On the basis of a review of the current state of knowledge on whooping cough, the vaccine, and vaccine safety, the authors conclude that the dangers of the disease outweigh any known hazards of the vaccine. Although whooping cough is less important a cause of death and disability at present, it remains a potentially lethal disease that should be controlled.

The safety of the vaccine is an especially critical question, however, since it is being advocated for use on a mass scale in previously healthy children. The results of studies such as the National Childhood Encephalopathy Study suggest DPT vaccination is associated with a greater frequency of acute neurological illnesses than would be expected by chance.
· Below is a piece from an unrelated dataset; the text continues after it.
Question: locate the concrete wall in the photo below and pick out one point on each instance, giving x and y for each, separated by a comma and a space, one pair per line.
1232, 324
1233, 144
On the other hand, most cases of such complications were not time-associated with DPT vaccination and may have resulted from the less purified vaccines used in the past.

The most critical element in decision making is the readiness of parents and doctors to accept the fact that active preventive measures such as pertussis immunization sometimes carry unavoidable risks that have to be weighed against the risk of nonintervention.
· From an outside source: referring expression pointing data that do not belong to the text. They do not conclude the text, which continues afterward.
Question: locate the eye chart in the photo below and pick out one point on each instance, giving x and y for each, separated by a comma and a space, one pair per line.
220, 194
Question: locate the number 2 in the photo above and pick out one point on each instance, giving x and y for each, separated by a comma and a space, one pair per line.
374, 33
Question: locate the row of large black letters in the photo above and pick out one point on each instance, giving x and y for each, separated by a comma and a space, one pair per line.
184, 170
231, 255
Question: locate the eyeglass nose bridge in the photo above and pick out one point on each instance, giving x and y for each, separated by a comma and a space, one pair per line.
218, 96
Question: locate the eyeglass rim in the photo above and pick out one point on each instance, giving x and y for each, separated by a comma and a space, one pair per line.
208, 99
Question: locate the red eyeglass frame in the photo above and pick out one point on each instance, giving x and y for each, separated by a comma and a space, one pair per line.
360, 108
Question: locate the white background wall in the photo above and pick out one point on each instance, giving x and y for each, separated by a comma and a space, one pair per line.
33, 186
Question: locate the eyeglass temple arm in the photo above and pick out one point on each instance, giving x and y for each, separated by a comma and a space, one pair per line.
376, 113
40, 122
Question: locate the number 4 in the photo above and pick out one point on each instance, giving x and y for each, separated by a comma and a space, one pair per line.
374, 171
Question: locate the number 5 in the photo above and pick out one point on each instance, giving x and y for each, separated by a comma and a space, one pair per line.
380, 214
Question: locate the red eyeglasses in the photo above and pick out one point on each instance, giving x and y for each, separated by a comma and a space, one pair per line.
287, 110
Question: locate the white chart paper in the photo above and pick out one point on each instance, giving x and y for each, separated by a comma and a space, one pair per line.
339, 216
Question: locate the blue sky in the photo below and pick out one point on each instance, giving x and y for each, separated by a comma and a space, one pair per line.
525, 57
The Connally’s measured the risks to benefits, and decided against giving their daughter the series of shots that start at 2 months. Instead they made a conscious effort to do everything they can to keep her, and themselves, from catching it.

That includes breast feeding Edythe, which research has shown boosts a child’s immunity by passing along antibodies from the mother, among other benefits. While she’s still breastfeeding, Connally says they also feed Edythe solid foods that are known to boost her immunity, including a diet rich in vegetables and fruit, and fiber to help build “good cultures in her gut,” Connally said.

While they made the choice not to immunize Edythe, Connally was up front with me in our interview and told me they think she could currently have whooping cough. They don’t know how she caught it — possibly from kids at church or in the neighborhood, Connally said — and they won’t know until they hear back from the doctor what the test results show. They took her in on Wednesday to be checked out.